Best Cabbage Soup Recipe

Hearty Cabbage Soup Recipe: A Bowl of Cozy Comfort

Hearty cabbage soup has been my comfort food during chilly winters in Poland.

Memories of my grandmother’s kitchen inspire this wholesome dish that warms from the inside out.

Packed with nutrients and incredible flavor, this recipe brings simplicity and nourishment to your table.

Simple ingredients combine to create a meal that feels like a culinary hug.

Chopped vegetables and tender cabbage mingle in a rich broth that promises satisfaction.

Home cooks can easily master this delightful recipe with minimal effort.

Let’s transform ordinary ingredients into an extraordinary meal that will become your new favorite winter staple.

FAQs

  • Is cabbage soup healthy?

Absolutely! This soup is packed with nutrients, low in calories, and rich in fiber. It’s a great option for those looking to eat nutritiously while enjoying a delicious, warming meal.

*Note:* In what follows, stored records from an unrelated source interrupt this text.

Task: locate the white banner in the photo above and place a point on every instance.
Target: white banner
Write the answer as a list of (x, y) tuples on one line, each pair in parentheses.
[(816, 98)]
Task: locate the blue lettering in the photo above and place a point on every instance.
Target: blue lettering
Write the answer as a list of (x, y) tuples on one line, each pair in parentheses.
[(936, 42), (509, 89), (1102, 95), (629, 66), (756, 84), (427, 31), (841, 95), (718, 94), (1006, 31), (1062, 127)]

  • Can I make this soup vegetarian?

Yes, the recipe is already vegetarian as it uses vegetable broth. It’s naturally plant-based and perfect for vegetarian diets.

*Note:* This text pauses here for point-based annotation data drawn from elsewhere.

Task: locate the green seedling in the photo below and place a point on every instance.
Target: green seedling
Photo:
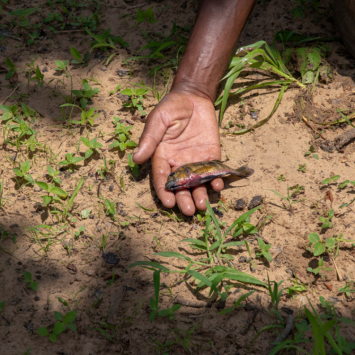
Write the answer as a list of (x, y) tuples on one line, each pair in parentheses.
[(319, 246), (296, 189), (22, 172), (86, 116), (311, 152), (347, 289), (320, 268), (133, 166), (78, 58), (274, 292), (51, 189), (10, 112), (237, 304), (92, 144), (70, 161), (135, 99), (170, 312), (154, 302), (110, 208), (327, 181), (296, 288), (12, 69), (63, 323), (54, 175), (302, 168), (345, 183), (86, 94), (85, 213), (2, 305), (77, 233), (118, 88), (264, 250), (288, 199), (28, 280), (106, 168), (146, 16), (327, 223)]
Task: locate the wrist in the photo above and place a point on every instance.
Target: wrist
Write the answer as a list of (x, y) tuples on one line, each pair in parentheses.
[(193, 87)]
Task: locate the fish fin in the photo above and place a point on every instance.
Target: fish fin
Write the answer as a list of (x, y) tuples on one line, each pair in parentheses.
[(243, 171)]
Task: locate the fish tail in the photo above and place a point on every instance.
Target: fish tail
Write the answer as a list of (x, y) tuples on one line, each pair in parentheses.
[(243, 171)]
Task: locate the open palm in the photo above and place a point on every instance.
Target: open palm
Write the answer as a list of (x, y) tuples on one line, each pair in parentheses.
[(181, 129)]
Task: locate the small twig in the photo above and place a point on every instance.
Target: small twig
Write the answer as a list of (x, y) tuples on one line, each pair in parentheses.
[(312, 128), (116, 304), (194, 304), (336, 268), (252, 319), (10, 94), (287, 329)]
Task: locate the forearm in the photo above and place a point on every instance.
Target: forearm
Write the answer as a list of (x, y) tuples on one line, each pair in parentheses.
[(211, 46)]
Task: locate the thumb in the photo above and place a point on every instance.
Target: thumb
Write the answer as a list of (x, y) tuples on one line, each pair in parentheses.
[(152, 135)]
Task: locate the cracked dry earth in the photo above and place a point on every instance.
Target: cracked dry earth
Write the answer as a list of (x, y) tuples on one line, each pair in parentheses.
[(80, 274)]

  • How can I add more protein to the soup?

Try adding cooked beans like white beans or chickpeas, or include cubed tofu. These additions will boost the protein content without changing the soup’s core flavor profile.

  • What type of cabbage works best?

Green cabbage is ideal for this recipe because it holds its texture well and provides a mild, slightly sweet flavor. However, you can also use Napa or savoy cabbage if preferred.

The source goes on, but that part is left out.